A-Level programı ise sadece çalışılarak başarı gösterilebilecek  bir program gibi görünse de, aslında bilgiyi kullanabilme, analiz edebilme, yaratıcı çözümler bulma becerilerini geliştirmekte başarılı olduğu söylenebilir. Elbette bu düşüncede olmayanlar da vardır.

 

Ancak pratikte önemli olan, bu programlardan birisini tamamlayarak üniversitelere başvurmaktır. Hangisinin seçileceği de birçok koşula ve olanağa bağlıdır. Günün sonunda her iki öğretim programı da uluslararası kabul gördüğü için, okullarda bu konularda danışmanlık yapan kişilere ve öğrencinin öğretmenlerine danışarak doğru bir karar verilebilir.

 

Akademik başarının yanı sıra, başvurulacak bölümle ilgili etkinliklere katılmak da önemlidir.

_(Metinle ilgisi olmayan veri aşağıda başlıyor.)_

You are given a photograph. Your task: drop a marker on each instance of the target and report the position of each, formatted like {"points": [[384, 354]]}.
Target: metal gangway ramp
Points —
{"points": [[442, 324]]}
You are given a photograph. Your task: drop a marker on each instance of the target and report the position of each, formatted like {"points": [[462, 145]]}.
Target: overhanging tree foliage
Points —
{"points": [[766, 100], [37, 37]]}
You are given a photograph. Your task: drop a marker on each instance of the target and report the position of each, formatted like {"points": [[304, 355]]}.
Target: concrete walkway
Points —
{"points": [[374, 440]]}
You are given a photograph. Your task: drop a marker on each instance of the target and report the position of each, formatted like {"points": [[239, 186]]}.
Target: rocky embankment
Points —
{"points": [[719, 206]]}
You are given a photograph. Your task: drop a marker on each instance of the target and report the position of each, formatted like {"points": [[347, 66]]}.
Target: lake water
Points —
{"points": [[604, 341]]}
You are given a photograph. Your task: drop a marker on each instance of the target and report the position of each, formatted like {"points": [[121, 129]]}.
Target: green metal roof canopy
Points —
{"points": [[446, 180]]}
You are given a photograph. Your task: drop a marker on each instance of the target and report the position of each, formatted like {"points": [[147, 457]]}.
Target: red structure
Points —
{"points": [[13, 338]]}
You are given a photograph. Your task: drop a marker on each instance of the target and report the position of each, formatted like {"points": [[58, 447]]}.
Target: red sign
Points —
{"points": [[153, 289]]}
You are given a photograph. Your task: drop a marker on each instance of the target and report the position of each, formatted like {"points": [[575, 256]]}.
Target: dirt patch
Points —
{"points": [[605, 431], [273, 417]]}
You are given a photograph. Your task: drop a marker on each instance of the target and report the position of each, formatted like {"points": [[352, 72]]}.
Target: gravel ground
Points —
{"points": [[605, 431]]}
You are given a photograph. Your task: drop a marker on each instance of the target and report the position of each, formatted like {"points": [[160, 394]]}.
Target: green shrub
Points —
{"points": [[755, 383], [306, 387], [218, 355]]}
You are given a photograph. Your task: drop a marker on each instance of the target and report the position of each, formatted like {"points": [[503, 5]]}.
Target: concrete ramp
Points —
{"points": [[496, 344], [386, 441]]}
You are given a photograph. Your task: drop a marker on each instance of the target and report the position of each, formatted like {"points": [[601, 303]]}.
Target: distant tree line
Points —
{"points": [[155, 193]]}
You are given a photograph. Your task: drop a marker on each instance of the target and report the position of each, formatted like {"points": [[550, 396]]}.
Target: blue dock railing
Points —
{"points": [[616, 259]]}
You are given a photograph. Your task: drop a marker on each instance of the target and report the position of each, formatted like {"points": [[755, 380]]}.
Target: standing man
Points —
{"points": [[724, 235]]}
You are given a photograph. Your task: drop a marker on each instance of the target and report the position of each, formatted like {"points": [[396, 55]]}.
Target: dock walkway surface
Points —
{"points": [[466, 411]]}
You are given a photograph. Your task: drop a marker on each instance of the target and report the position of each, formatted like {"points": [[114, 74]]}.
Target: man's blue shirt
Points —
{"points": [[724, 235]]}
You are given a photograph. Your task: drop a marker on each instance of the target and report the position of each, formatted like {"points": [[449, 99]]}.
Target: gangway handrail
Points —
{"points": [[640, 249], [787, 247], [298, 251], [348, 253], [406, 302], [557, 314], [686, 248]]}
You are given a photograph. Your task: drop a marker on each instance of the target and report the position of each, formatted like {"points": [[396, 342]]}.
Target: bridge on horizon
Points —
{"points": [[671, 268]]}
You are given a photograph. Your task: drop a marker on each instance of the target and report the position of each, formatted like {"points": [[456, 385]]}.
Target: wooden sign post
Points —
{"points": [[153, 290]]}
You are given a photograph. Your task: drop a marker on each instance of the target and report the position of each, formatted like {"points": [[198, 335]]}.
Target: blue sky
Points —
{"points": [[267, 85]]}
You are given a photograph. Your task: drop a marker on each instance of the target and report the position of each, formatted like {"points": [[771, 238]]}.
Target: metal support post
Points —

Örneğin güzel sanatlar bölümünde resim okumak isteyen bir öğrencinin resim sergilerinde resimlerinin sergilenmesi, bilgisayar bilimleri okumak isteyen bir öğrencinin bir uygulama geliştirmesi, eğitim bilimleri okumak isteyen bir öğrencinin bir okulda staj yapması gibi etkinlikler başvurularda avantaj sağlayabilir.

 

Tüm bu ders ve ders dışı etkinliklerde belirli bir başarı elde etmek ve üniversite başvurularını tamamlamak hem çocuklarımız hem de bizler için oldukça zor bir süreç. Yapılması gereken seçimlerin çoğunun geri dönüşü olmaması, olsa bile zaman ve kaynak kaybına neden olması, karar vermeyi oldukça stresli bir duruma sokuyor.

 

Dolayısıyla çocuklarımızla birlikte bütün bu sistemi öğrenmek, onları ilgileri doğrultusunda yönlendirmek, sürekli iletişim içinde olmak çok önemli.

 

Başka bir önemli nokta da çocuklarımızın hızla değişen koşullara ayak uydurabilmesi için “Bağımsız Öğrenici” (Indepen-dent Learner) olarak yetişmesi. Bir konuyu kendi başına öğrenmek için gerekli olanı yapan, bilgiye kolaylıkla ulaşabilen, kendisini sürekli geliştirmek ve yenilemek isteyen bir “bağımsız öğrenici” olmak hiç de zor değil.

 

Bununla ilgili bir kavram olan “öğrenci koçluğu”, gelecek ayki yazının konusu olacak. O yazıda ülkemizde bir ilkten de haberdar olacaksınız.

 

Umarım kafanızda her şeyin biraz daha netleşmesine yardımcı olabilmişimdir. Gelecek ay görüşmek üzere!.